La verità secondo Bonatti sta nel mezzo
“La Serie C è più formativa rispetto alla Primavera, ma dipende come la affronti”, dice Bonatti. E qui risiede il nocciolo della questione: non è la categoria in sé a fare la differenza, ma l’approccio con cui la si vive. Dall’età media delle squadre (22,6 per la Juventus o 20,8 per l’Atalanta) si possono trarre riflessioni sulle scelte societarie e sugli obiettivi reali di questi progetti. La domanda da porsi è sempre: quanti giocatori hanno fatto il salto in prima squadra?
Nel chiudere, Bonatti lancia una stoccata alla retorica da emergenza: “Siamo qui a parlare dopo un primo tempo sotto 3-0 contro la Norvegia che dobbiamo rivoluzionare tutto: ma quante volte lo abbiamo detto? Non dobbiamo essere ipocriti…”. Una verità amara, ma necessaria. Il problema della formazione dei talenti italiani non nasce da una singola sconfitta, ma da una visione spezzettata, da progetti non portati fino in fondo, e da scelte che spesso rincorrono il risultato invece della crescita.

Juve Next Gen
Il nostro pensiero sulle seconde squadre
Il modello delle seconde squadre può essere un’opportunità concreta, ma solo se inserito in una cornice strutturata, lungimirante e meritocratica. In Italia, il sistema è ancora a metà del guado: pochi club hanno investito realmente in questa direzione, e chi lo ha fatto ha impiegato anni per trovare un equilibrio. I giovani non vanno solo “lanciati”, vanno costruiti, messi alla prova, e soprattutto accompagnati in un percorso competitivo ma sostenibile.

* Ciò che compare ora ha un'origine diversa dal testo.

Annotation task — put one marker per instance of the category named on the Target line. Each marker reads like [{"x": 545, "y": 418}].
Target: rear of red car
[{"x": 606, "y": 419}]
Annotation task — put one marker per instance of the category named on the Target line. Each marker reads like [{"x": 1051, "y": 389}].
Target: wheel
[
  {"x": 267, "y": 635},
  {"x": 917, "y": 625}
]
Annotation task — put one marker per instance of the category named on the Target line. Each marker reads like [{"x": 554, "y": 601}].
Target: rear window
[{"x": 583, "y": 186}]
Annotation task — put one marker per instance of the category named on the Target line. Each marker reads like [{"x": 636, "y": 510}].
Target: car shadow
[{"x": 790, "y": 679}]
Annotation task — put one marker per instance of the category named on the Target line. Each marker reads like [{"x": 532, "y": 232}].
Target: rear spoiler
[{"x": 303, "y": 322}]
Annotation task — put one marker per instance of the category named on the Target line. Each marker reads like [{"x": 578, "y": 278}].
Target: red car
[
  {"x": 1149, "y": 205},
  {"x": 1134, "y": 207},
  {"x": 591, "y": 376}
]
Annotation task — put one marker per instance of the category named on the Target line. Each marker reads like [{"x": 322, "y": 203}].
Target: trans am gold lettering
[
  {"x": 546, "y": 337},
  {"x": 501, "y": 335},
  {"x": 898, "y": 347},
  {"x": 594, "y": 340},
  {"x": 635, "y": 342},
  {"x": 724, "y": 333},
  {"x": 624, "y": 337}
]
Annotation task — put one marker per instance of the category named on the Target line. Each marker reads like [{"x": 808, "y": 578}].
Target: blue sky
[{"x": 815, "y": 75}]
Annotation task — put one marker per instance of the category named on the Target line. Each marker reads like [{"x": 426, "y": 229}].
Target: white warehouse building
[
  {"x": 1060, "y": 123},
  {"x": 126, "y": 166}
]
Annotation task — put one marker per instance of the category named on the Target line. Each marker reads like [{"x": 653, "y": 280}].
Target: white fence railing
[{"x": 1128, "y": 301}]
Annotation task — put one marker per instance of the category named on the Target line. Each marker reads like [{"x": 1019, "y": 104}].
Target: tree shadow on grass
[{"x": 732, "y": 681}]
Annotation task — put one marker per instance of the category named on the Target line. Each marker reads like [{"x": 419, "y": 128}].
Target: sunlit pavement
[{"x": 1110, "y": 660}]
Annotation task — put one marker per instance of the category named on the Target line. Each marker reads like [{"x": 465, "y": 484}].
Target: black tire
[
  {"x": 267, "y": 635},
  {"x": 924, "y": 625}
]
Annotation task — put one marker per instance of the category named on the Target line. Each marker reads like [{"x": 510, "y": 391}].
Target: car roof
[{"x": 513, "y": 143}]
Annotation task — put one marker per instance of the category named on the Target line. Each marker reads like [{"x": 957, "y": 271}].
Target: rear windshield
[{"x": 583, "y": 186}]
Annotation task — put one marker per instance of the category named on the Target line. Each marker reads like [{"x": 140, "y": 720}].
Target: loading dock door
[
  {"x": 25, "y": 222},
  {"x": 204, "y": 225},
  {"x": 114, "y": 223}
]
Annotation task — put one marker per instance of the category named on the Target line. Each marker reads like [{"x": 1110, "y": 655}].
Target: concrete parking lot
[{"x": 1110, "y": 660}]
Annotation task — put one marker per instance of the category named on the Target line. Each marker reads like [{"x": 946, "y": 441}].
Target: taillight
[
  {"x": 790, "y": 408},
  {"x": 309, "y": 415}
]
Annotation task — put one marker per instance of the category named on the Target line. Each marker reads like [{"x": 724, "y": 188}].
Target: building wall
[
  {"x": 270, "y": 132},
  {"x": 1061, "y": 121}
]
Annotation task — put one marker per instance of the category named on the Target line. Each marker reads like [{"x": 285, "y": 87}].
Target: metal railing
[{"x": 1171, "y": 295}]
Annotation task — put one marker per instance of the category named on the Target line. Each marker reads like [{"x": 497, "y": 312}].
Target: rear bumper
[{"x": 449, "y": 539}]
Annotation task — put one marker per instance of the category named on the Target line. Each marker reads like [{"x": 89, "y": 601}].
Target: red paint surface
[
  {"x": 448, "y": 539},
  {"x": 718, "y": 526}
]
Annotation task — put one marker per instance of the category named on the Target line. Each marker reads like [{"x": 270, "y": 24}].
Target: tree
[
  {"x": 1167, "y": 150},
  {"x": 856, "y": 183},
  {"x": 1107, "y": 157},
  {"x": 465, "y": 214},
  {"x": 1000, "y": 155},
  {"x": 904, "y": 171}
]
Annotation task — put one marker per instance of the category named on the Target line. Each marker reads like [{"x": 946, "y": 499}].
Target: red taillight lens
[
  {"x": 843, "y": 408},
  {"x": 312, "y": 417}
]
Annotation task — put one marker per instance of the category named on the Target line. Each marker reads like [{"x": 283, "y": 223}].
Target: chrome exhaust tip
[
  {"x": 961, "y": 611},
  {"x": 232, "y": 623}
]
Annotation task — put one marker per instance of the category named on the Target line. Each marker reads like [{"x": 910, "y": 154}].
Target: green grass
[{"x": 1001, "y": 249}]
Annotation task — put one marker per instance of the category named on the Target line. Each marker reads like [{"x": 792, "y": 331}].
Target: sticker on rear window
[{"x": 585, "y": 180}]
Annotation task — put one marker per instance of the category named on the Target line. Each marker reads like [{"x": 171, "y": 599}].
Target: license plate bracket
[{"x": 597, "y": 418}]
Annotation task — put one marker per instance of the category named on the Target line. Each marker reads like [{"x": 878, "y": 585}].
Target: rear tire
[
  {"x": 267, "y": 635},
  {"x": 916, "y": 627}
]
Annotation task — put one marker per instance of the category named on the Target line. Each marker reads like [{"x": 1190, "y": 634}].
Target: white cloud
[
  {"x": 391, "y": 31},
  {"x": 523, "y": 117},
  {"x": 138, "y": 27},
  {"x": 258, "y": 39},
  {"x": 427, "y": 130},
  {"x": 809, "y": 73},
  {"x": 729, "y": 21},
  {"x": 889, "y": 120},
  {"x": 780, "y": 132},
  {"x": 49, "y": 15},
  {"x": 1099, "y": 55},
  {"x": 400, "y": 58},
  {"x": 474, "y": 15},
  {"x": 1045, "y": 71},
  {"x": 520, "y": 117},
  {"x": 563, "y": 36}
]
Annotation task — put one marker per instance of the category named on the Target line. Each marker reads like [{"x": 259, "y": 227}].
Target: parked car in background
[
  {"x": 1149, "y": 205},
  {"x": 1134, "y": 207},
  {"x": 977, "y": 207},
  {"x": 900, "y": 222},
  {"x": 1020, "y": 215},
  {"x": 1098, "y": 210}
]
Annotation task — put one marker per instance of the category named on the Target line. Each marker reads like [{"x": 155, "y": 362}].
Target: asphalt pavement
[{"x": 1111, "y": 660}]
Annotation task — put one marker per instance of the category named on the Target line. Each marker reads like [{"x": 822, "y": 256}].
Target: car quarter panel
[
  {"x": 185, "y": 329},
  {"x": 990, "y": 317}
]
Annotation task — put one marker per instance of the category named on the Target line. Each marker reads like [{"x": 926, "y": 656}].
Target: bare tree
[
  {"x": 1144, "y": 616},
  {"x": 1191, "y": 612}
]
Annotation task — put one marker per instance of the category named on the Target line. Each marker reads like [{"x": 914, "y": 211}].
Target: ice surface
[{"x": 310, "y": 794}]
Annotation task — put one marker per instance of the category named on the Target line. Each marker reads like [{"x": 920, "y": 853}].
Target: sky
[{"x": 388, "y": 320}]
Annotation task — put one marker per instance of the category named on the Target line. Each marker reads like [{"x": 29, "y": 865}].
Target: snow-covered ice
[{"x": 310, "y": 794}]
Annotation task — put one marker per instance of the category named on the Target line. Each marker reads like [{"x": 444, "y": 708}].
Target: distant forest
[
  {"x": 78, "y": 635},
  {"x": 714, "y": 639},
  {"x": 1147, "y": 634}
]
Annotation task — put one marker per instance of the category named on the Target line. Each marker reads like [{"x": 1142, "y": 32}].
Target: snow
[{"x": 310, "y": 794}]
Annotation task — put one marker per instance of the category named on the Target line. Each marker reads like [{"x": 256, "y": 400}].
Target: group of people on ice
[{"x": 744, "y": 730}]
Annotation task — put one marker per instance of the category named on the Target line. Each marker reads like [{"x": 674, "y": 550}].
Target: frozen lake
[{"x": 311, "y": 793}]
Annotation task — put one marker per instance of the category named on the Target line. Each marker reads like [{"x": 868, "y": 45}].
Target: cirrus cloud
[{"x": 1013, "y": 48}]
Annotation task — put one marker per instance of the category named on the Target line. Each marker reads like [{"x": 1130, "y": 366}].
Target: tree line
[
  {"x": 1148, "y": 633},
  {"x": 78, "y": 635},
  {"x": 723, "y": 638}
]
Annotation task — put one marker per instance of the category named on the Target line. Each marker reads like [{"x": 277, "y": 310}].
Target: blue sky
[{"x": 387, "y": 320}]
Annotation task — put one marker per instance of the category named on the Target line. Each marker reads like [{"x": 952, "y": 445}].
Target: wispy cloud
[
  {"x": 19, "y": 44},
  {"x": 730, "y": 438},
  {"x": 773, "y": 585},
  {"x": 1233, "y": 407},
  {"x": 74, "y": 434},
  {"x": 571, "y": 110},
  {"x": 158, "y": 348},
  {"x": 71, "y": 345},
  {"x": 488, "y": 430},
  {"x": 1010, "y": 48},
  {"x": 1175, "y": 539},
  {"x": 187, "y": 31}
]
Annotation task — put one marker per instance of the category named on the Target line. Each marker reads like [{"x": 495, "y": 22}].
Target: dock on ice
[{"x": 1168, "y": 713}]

Sarebbe un errore pensare che basti creare un’Under 23 per risolvere i problemi del calcio italiano. Come ci insegna il caso Juventus, serve molto di più: serve una cultura tecnica diversa, meno ossessionata dai risultati immediati e più incline alla programmazione vera. Solo allora le seconde squadre smetteranno di essere un tema da talk show per diventare davvero una colonna portante del nostro sistema.